Craig levantó la vista en mi dirección. Estábamos un poco borrachos y algo colocados, viendo Alien en DVD después de una comida temprana consistente en pizza a domicilio. Nos la habíamos comido mientras veíamos los noticiarios de las televisiones londinenses locales por si me mencionaban, pero no. Me pregunté entonces quiénes serían el equipo de cámaras que esa mañana esperaba a la entrada de las oficinas, aunque luego decidí que probablemente correspondía a alguna televisión que no había conseguido un metraje lo bastante bueno para emitirlo (quizá debería haber salido, decir algo) o cuyos editores habían juzgado que la historia no era lo bastante importante.

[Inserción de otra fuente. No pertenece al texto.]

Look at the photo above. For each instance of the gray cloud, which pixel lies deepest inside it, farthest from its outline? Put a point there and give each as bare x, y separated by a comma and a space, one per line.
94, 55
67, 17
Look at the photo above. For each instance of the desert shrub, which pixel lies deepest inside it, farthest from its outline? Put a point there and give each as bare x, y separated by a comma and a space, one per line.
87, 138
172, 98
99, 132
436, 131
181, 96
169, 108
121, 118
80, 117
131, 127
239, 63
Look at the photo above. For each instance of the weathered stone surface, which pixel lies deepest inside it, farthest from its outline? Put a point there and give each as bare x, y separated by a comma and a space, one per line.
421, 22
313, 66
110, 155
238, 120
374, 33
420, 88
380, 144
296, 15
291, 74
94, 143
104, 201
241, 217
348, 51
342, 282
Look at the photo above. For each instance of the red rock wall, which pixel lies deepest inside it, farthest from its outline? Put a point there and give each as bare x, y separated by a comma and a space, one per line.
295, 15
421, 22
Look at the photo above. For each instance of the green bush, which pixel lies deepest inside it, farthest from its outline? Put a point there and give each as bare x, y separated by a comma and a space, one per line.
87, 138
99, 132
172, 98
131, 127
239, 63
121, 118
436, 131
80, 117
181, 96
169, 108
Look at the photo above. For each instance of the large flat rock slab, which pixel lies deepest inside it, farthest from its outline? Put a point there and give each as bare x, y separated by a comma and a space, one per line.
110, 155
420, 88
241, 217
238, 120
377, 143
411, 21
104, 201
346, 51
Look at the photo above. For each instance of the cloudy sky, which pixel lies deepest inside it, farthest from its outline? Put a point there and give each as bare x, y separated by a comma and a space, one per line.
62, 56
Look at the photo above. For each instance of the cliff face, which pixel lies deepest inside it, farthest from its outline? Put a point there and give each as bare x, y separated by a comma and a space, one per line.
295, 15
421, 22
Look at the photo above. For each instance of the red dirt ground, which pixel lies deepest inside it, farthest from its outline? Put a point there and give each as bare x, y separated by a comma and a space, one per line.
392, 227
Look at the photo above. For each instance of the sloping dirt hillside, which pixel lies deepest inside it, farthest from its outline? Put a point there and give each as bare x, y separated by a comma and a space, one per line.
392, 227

Craig estaba bastante menos borracho y colocado que yo, además solo se había comido una porción de la pizza; tenía una cita misteriosa sobre la que no quería contarme nada, a las nueve. Mientras tanto: Alien. Craig era exactamente la clase de hombre que se racionaría, comprando una película vieja en DVD cada vez que se comprara una editada por primera vez. Alien era su última adquisición vieja.
Craig me miró.
—¿Vapor Gratuito?
—Sí —dije gesticulando hacia la pantalla—. Mira qué vaporosa está la Nostramo esa. ¿Quién coño ha decretado que las naves espaciales, docenas de generaciones después de su lanzamiento (sin duda el Modelo T de la navegación espacial y que se sepa nada proclive a los vapores) estarían tan llenas de humo? O sea, ¿por qué? Y desde entonces se ha usado de manera grotesca y excesiva en prácticamente todas las películas de ciencia ficción y suspense descerebradas.
Craig se quedó sentado mirando la película un rato.
—¿El diseñador?
—¿Qué?
—El diseñador de decorados —dijo con autoridad—. Porque queda bien. Hace que el lugar parezca industrial, vivido. Y esconde cosas, de manera amenazadora. Que es lo que se busca en una película de terror o de suspense. Además le da a la gente como tú algo de lo que quejarse, que clarísimamente constituye una ventaja añadida.